Britain's women too, knew they could not afford to relax in any discipline if they were to maintain the position in the top flight of this competition that they have held since 1967, just two years after it began. Despite occupying one of the two relegation places with four events remaining, they recovered to finish fourth in an event won for the seventh successive time by Russia.

Britain's Performance Director, Max Jones used a golfing analogy in summing up the weekend's performance: "I would describe it as a par,'' he said. "It was Jo Pavey who tipped things the women's way at the end, and it was great to see Katharine back in action after being out so long.''

Merry's elation was palpable after a run in which she had moved from fourth to first place on the second leg. After shouting the men's relay team, which included three of her training partners, on to victory in the last action of the weekend, she gave full expression to her feelings of joy and relief.

"I was absolutely petrified,'' she said of her return after two injury-plagued years. "But it was a real mixture because I was so excited to be back running at this level. Doing a 52.2secs leg in the British League relay last weekend was a confidence boost for me, but this weekend was completely different because I was coming back for real in front of a lot of people and a TV audience. It was a different kind of pressure and I didn't want to run badly wearing a British vest.

"I don't run if I'm going to run crap, but these are not namby-pamby runners here. The Russian girl had a real pop at me after 200m. She cut me up - but that's the way it goes. You have to stop and then start again.''

Last-minute problems with a ligament in her foot meant that Merry required two pain-killing injections to compete - but she dismissed the idea that this might have put her return in jeopardy.

"Nothing was going to stop me running here,'' she said.

Whether she will take up Britain's offer to run her first individual 400m race since 2001 at next Sunday's international match in Glasgow is something she will decide upon later this week. Yesterday, it was enough that she was back in the running.

The women's relay team finished in 3mins 26.52secs, just half a second behind the Russians. The men's - anchored by the exuberant Welsh figure of Matt Elias, his hair dyed red and shaved into what looked like an outlandish Celtic design - recorded a time of 3mins 02.43sec despite losing the services of the previous day's individual event runner Iwan Thomas, through a combination of fatigue and a leg injury.

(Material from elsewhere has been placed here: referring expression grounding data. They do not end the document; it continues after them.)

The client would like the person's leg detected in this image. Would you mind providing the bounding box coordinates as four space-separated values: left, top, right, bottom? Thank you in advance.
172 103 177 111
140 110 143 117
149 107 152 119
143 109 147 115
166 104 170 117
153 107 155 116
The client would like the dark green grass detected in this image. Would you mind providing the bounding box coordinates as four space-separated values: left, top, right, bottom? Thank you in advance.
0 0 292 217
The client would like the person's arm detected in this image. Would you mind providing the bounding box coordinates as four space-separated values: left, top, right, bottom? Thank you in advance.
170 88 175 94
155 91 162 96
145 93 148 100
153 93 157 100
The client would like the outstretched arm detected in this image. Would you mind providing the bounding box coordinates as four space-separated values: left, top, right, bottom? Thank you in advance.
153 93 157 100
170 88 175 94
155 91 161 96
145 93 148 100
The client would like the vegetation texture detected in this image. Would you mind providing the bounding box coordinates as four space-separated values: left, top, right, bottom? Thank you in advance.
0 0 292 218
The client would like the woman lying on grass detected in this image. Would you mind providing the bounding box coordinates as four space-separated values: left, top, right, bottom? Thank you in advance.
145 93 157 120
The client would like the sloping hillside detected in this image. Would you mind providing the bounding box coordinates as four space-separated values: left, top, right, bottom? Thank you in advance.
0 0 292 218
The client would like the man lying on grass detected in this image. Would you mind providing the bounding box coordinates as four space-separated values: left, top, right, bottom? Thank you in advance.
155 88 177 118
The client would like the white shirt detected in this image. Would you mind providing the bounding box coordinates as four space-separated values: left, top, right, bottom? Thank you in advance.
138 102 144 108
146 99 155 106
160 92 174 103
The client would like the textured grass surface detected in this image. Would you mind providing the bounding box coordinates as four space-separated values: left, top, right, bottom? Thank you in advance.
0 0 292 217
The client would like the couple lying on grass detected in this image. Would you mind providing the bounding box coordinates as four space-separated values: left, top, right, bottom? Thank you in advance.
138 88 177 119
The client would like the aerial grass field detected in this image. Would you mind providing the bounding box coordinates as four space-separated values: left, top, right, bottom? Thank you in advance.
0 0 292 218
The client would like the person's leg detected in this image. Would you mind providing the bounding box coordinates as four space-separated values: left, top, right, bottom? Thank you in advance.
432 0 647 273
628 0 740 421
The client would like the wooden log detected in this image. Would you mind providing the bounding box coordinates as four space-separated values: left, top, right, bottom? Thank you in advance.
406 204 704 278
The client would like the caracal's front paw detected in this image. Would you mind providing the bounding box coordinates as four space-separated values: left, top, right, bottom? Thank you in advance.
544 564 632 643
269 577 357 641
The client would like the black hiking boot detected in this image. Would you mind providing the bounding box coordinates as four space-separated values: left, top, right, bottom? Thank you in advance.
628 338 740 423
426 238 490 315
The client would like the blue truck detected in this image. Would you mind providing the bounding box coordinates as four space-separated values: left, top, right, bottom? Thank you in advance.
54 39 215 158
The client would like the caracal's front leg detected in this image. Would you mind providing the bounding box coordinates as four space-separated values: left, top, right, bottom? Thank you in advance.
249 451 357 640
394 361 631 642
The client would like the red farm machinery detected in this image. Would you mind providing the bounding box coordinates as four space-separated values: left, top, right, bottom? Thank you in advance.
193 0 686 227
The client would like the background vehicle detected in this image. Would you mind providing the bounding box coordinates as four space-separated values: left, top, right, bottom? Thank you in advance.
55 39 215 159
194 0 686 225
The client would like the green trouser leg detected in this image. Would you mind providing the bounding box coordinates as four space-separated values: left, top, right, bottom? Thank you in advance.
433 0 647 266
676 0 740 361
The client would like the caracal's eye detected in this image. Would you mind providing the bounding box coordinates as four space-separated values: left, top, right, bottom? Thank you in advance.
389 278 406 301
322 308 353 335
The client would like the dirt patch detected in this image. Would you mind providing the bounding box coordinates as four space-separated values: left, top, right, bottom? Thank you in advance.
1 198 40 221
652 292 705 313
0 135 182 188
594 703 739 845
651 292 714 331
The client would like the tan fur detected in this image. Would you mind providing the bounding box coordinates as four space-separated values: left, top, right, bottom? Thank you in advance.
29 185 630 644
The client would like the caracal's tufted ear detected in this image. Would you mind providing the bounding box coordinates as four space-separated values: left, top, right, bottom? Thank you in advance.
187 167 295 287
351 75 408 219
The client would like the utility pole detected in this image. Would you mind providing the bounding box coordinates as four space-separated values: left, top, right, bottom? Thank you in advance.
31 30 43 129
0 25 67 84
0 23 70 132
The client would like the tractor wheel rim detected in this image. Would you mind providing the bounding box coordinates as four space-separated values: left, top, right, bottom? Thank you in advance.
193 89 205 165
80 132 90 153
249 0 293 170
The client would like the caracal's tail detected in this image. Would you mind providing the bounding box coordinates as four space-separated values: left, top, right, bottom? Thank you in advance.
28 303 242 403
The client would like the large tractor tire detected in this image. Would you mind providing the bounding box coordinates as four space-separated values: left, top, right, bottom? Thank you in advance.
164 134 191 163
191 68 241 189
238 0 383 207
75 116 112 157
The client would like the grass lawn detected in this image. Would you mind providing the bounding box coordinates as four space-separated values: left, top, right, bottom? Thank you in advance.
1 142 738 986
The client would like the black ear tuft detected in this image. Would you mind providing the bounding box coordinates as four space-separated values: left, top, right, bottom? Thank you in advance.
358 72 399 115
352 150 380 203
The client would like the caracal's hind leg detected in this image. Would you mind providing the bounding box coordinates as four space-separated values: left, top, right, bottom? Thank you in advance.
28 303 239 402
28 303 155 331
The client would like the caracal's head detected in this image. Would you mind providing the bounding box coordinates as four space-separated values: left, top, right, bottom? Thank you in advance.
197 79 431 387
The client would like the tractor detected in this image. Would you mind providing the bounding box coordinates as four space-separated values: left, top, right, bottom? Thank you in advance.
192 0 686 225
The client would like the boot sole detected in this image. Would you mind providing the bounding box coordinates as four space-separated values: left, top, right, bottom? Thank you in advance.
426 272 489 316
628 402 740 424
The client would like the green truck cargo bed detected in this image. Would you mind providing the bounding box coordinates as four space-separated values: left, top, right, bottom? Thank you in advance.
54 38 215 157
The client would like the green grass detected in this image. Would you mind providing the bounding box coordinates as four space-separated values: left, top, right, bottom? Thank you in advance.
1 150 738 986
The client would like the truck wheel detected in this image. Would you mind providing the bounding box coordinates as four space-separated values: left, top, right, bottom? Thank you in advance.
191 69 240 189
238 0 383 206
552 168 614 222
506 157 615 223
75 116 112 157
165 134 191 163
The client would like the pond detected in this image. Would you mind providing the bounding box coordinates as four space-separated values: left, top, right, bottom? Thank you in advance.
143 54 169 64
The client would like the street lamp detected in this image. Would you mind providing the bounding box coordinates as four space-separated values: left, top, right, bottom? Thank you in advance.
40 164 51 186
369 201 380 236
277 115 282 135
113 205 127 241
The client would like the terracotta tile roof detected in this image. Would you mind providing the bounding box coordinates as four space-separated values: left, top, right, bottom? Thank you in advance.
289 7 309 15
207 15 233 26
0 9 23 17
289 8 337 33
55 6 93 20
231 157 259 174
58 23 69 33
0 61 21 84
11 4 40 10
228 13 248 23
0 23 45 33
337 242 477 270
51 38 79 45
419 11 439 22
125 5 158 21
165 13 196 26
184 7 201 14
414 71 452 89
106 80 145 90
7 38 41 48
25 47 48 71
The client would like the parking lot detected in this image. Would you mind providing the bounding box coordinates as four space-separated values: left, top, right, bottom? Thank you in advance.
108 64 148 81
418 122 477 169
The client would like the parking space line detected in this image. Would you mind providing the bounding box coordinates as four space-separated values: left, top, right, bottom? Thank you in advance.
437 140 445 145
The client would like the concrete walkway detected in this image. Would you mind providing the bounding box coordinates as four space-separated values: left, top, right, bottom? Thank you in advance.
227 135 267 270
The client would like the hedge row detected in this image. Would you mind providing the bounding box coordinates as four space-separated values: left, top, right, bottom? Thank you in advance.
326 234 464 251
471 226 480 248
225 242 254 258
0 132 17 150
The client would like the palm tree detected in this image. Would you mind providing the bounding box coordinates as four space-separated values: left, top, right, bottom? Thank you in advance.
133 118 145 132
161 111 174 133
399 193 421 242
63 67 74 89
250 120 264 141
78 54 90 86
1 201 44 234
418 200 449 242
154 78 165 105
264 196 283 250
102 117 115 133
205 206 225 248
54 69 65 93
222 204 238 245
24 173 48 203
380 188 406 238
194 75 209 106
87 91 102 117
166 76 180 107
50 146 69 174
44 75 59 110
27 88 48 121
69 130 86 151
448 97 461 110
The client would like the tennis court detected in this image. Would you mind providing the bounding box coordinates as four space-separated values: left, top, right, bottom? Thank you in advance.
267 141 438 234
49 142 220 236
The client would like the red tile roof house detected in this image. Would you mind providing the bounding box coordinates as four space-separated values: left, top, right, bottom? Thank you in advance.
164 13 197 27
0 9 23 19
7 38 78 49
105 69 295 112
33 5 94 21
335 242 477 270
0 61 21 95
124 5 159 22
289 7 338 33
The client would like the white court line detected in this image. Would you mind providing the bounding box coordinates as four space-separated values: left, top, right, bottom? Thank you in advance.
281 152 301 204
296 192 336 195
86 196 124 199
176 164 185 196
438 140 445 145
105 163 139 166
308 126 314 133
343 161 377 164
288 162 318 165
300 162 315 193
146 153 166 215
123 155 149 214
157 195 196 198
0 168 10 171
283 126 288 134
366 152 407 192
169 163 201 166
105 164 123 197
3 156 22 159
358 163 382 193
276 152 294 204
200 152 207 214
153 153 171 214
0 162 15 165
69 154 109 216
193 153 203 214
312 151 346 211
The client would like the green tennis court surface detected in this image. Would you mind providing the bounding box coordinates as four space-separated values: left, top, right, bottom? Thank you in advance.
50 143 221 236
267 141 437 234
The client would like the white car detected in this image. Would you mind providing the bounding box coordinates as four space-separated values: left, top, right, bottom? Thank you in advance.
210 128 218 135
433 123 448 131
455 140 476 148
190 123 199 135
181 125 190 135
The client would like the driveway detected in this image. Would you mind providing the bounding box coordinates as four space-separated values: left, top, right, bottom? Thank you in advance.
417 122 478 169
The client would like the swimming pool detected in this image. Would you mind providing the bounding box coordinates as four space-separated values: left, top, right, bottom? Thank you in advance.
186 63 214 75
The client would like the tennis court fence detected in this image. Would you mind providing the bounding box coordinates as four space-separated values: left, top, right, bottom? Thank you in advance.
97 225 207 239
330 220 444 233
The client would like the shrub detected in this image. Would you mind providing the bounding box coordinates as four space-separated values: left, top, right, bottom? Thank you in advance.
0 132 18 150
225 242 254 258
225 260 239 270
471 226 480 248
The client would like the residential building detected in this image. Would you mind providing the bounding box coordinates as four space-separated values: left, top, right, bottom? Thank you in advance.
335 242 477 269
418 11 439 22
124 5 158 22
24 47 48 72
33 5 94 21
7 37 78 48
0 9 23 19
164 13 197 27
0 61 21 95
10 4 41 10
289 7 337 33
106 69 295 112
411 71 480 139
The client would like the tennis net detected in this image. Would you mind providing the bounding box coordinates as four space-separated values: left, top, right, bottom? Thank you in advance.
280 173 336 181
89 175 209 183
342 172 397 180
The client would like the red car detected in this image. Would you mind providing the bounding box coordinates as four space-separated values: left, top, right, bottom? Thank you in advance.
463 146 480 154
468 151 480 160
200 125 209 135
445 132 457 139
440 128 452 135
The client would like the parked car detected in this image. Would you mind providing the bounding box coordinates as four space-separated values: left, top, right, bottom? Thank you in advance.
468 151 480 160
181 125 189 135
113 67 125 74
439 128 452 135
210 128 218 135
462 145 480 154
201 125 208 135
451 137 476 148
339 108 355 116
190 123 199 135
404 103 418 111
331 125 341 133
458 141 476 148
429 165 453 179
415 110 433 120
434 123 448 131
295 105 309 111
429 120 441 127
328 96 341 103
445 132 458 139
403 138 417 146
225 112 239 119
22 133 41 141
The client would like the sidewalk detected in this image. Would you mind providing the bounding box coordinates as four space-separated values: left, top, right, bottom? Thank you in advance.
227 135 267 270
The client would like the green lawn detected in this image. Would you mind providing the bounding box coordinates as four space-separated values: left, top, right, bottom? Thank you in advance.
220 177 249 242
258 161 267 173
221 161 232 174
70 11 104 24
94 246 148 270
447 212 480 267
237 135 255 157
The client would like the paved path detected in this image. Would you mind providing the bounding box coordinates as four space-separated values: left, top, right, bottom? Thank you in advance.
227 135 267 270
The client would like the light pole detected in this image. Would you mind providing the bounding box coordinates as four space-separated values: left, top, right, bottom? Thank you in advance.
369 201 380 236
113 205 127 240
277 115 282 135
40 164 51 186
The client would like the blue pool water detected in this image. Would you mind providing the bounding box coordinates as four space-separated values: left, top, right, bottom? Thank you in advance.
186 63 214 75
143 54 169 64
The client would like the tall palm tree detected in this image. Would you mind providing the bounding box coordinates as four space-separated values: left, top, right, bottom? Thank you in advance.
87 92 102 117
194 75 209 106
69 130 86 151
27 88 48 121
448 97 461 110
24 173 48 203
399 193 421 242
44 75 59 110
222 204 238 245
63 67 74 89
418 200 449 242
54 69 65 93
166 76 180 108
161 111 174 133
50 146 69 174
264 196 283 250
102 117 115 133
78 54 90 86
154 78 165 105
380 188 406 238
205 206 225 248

The afternoon also proved satisfactory for Christian Malcolm, who ran the world and Olympic champion Konstantinos Kederis close in the 200m, finishing 0.08sec behind the Greek in 20.45. "My form is coming together nicely,'' said Malcolm, who was unable to train at full capacity for five weeks earlier this year after suffering a strained knee ligament. "I wasn't fully fit last season, and that is not a nice feeling when you have major championships at home like the Commonwealth Games. But today I felt I was battling it out with Kederis. He knows if I'm in shape this year that it's going to be like that.''

With the British women in peril, Pavey responded once again just as she had in Annecy the previous year, running a controlled race and making up ground fast at the end on the winner, Russia's Yelena Zadorozhnaya, who recorded 15min 34.07sec to the Britain's 15.35.31.

"When the Russian went away with two laps to go I didn't want to risk going after her too fast in case I ended up getting fourth or fifth,'' Pavey said.

"I didn't know the exact position in the match, but I knew we needed all the points we could get.''

Helen Clitheroe also played her part in the 1500m earlier in the programme, only losing to a final burst of speed by Spain's Natalia Rodriguez.

Thus, the British team can relax in the clubhouse with a feeling of quiet satisfaction. The big hitters will be back for Paris in two months.